The Partnership for Carbon Accounting Financials (PCAF)*, an initiative to align the greenhouse gas accounting rules of the financial industry, was launched globally in September 2019 with about 50 financial institutions, reaching almost 100 members by the end of 2020.
In a Q&A article for Climate Change Business Journal, Giel Linthorst, director in Guidehouse’s Energy, Sustainability, and Infrastructure segment and executive director of PCAF, says that with the addition of HSBC, the partnership has grown to 111 financial institutions, with nearly $28 trillion in assets.

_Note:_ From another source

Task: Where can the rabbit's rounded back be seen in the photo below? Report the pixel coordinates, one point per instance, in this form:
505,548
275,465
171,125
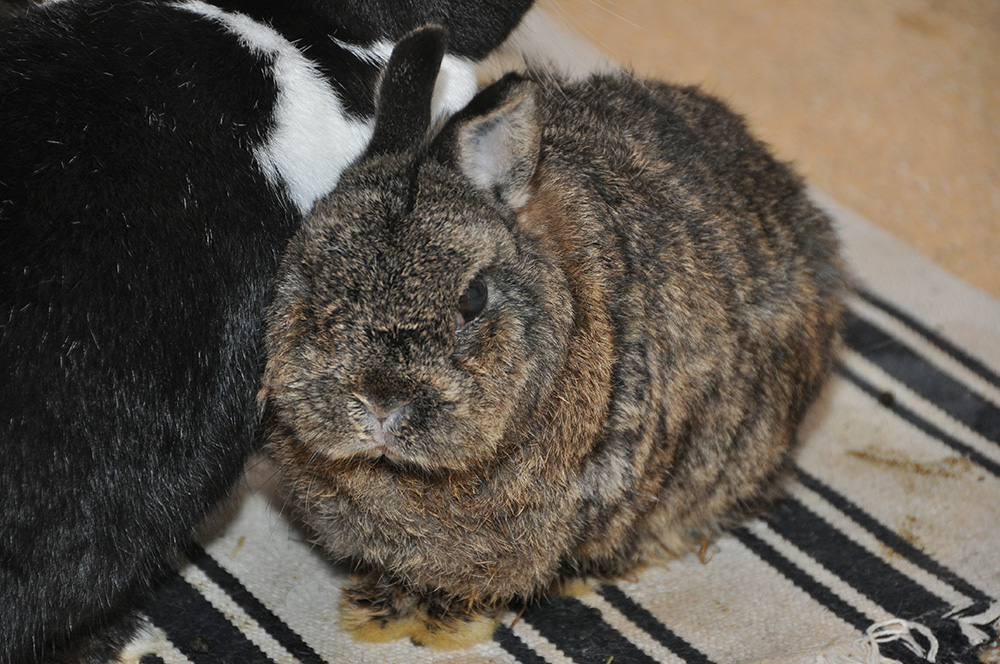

“We’re very pleased with the momentum PCAF has made in terms of commitments,” Linthorst said. “We didn’t expect the fast uptake of PCAF among larger financial institutions, but after the addition of Morgan Stanley to PCAF’s Steering Committee and the commitments of Citi and Bank of America, our momentum accelerated rapidly.”
In the article, Linthorst also discusses factors important to the future success of the initiative. Measuring financed emissions is an annual accounting process connected to financial accounting and reporting. In this sense, financial institutions need to establish and implement a governance and control process to monitor, manage and improve emissions data. Recent innovations lie in the data quality scoring in PCAF’s Global GHG Accounting and Reporting Standard. This data quality scoring enables financial institutions to start measuring and reporting immediately, while improving data quality over time.
Guidehouse's expertise has been instrumental in supporting PCAF.
“Guidehouse was a pioneer in the sustainability, decarbonization, and ESG spaces, and is proud to have developed methodologies for leading sustainability protocols and standards for organizations such as the Science Based Targets initiative (SBTi) and the World Business Council for Sustainable Development (WBCSD), in addition to our work with PCAF,” Linthorst said.
*Guidehouse serves as the organization's secretariat.